I must have seen mention of this in various self-help-y things online, but I sort of ignored them in the way you do with things that don't resonate. 'Name your anxiety', and 'remember this is just something that's happening to you and not who you are' and so on. I understood the concept, but I didn't really see why this helped. And then I had a holiday!

For the first time since March, I left London for longer than a day and spent three and a half weeks in Norfolk with my family and various family friends. The term cottagecore is new to me but when I heard it, I knew. We swam, we walked, we read books, we played Monopoly Deal and Yahtzee. I downloaded Co-star and checked it every day because other people were doing it too and it was FUN. I ate about six pieces of toast per day and went back to drinking caffeinated tea because it's just fucking nicer and I was actually able to handle it. I went to a big Tesco and was totally fine, something I haven't done in London since before lockdown. My mum and sister and I did some PE With Joe fitness sessions which were reliably hilarious, and once we did it in the garden and a huge spider crawled on me while I was doing crunches.

It wasn't flawlessly perfect, obviously, because it was real and not fake, and I did have moments of anxiety. But they passed. Some combination of the beautiful nature and having my parents there and being free from the city made me honestly - honestly!! - feel like a new person. Or actually, like getting back in touch with the person I was before. It felt a bit like remembering how to breathe. 

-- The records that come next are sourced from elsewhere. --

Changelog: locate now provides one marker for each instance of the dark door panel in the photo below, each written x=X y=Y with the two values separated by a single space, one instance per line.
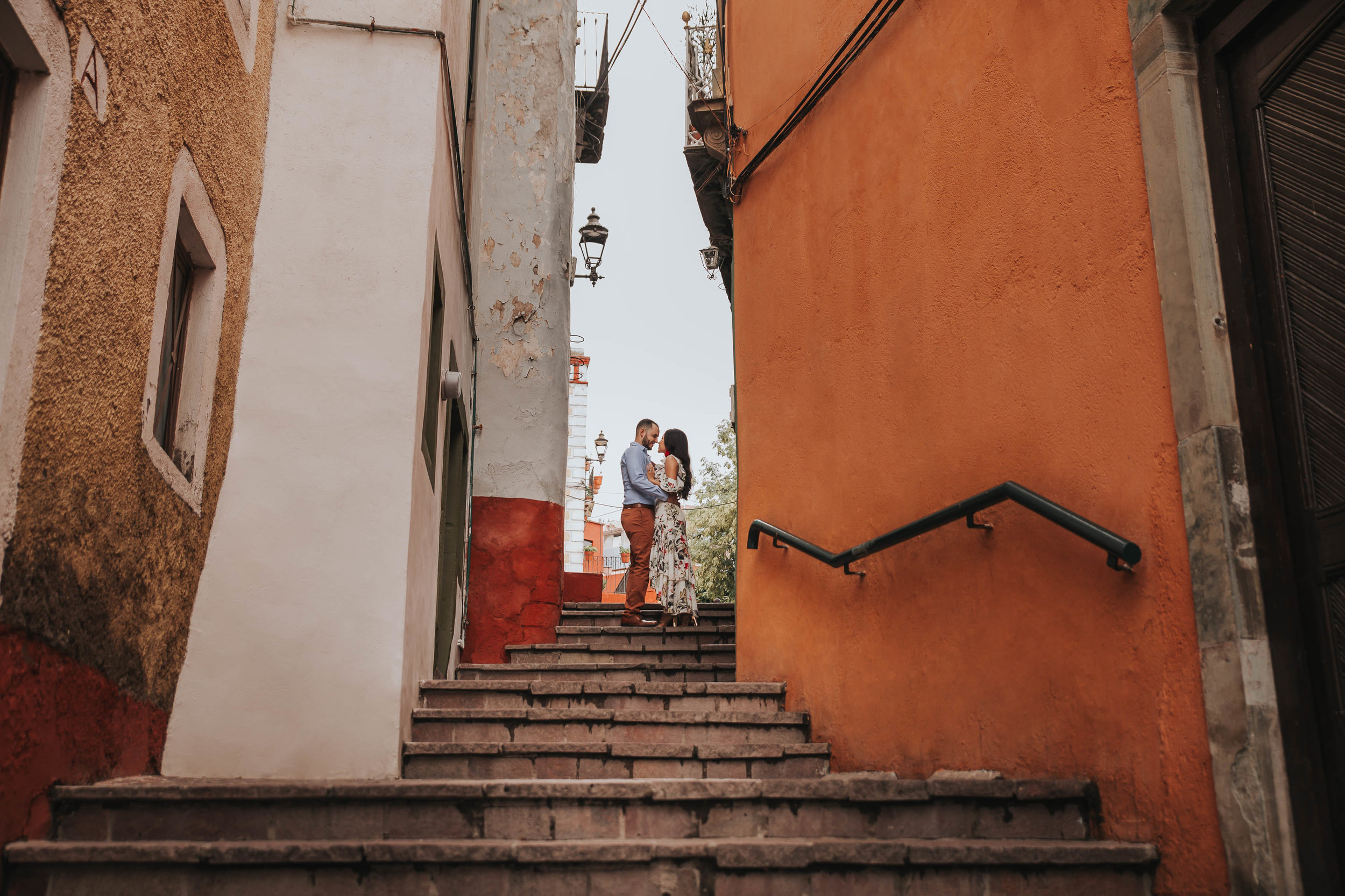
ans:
x=1276 y=96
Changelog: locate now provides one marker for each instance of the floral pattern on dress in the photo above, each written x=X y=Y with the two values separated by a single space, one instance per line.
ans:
x=670 y=561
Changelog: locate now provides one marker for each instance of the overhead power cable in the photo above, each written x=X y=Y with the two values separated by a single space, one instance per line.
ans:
x=857 y=41
x=626 y=33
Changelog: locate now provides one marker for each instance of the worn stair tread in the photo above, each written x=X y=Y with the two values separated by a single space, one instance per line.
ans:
x=575 y=688
x=746 y=854
x=833 y=787
x=622 y=716
x=647 y=631
x=625 y=751
x=619 y=608
x=596 y=666
x=580 y=646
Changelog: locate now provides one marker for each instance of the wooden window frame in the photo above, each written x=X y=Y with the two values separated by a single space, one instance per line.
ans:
x=183 y=360
x=173 y=354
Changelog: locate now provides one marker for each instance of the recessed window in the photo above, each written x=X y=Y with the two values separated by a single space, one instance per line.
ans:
x=173 y=353
x=185 y=341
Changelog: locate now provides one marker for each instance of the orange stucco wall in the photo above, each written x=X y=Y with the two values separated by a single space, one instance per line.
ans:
x=945 y=279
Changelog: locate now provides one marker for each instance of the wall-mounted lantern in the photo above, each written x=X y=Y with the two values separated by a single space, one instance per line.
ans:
x=711 y=260
x=592 y=243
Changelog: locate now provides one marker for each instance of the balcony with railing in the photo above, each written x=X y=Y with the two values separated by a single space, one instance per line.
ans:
x=705 y=79
x=706 y=133
x=591 y=87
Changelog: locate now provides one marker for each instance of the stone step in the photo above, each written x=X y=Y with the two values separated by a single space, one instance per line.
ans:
x=647 y=608
x=614 y=619
x=851 y=806
x=688 y=637
x=603 y=695
x=493 y=760
x=587 y=726
x=611 y=614
x=588 y=653
x=599 y=672
x=731 y=867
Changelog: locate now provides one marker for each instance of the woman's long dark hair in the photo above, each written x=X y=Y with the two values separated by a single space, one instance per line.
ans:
x=676 y=443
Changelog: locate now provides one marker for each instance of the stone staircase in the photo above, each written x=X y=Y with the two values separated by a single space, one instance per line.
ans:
x=618 y=760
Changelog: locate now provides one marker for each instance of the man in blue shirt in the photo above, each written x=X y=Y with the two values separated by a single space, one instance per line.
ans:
x=638 y=517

It's hard to write about without using cliches and being smug - apologies lads! But to give an idea of how different things are, let me say that right now, I feel as though there isn't enough time in the day for everything I want to do. A few months ago, I wanted to fast forward.

Learning to trust myself (and forgive myself and like myself) again will be a process. Again, it's one of those things you are always told about any mental health problems - be kind to yourself, don't compare yourself with other people, be gentle. We know!!! But surprisingly, I now feel as though I'm allowed to apply that to myself, or try to. It feels like I can start on the process, rather than seeing it far in the distance.